Methods The primary outcome was putative MN as defined by ICD-10 codes occurring in the UK Biobank. Univariate relative risk regression modelling was used to assess the associations between the incidence of MN and related phenotypes with sociodemographic, environmental exposures, and previously described increased-risk SNPs.
Results 502,507 patients were included in the study of whom 100 were found to have a putative diagnosis of MN; 36 at baseline and 64 during the follow-up. Prevalence at baseline and last follow-up were 72 and 199 cases/million respectively. At baseline, as expected, the majority of those previously diagnosed with MN had proteinuria, and there was already evidence of proteinuria in patients diagnosed within the first 5 years of follow-up. The highest incidence rate for MN in patients was seen in those homozygous for the high-risk alleles (9.9/100,000 person-years).

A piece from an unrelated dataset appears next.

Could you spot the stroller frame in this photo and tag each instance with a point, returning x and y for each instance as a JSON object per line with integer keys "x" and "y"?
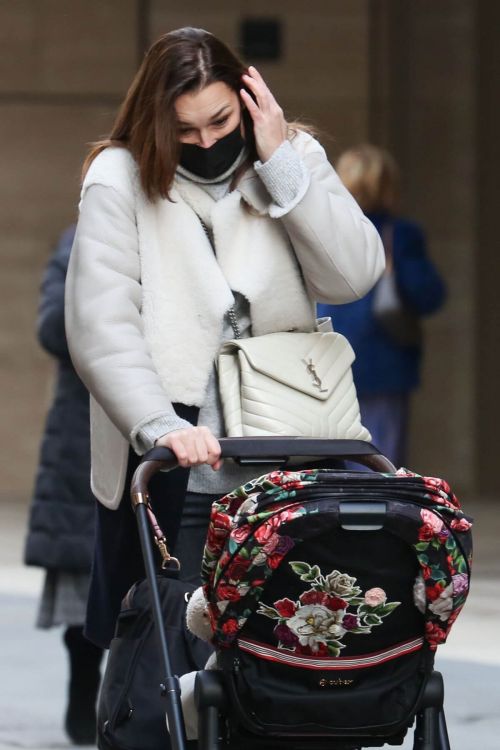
{"x": 430, "y": 731}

Conclusion It is feasible to putatively identify patients with MN in the UK Biobank and cases are still accumulating. This study shows the chronicity of disease with proteinuria present years before diagnosis. Genetics plays an important role in disease pathogenesis, with the at-risk group providing a potential population for recall.
Introduction
Membranous nephropathy (MN) is among the most common causes of adult nephrotic syndrome worldwide and has a significant healthcare burden, despite being a rare disease (10-12 cases per million)1. For the majority of patients, it is an autoimmune disease associated with the anti-phospholipase M-type receptor autoantibody (anti-PLA2R); a highly sensitive biomarker and seemingly pathogenic factor in its own right2,3. There appears to be a strong genetic contribution to the condition, with the possession of single-nucleotide polymorphisms (SNPs) at PLA2R1 and the Major Histocompatibility Complex, Class II, DQA1 (HLA-DQA1) conferring a dramatically increased risk of developing the disease4–6. The most recent GWAS has also shown two further loci associated with disease risk in NKFB1 and IRF46. However, given its rarity, understanding not only the disease pathogenesis but also the risk of disease onset has been challenging. Why some patients with the genetic predisposition develop a pathogenic antibody whilst others do not, has still not been elicited. Circumstantial evidence suggests there may be a role for the loss of tolerance. As with other autoimmune conditions, the presence of the disease associated risk SNPs are unlikely to be solely responsible for the evolution of the disease. An accompanying trigger, be it environmental or pathogenic, at the correct time, is needed to initiate the immune cascade leading to symptoms. The podocyte antigen peptide sequence shows similarities to a cell wall enzyme in certain commonly encountered pathogens such as Clostridia species7. One study from China suggests a potential environmental trigger by identifying an association between air pollution and MN compared to other autoimmune glomerulopathies8,9.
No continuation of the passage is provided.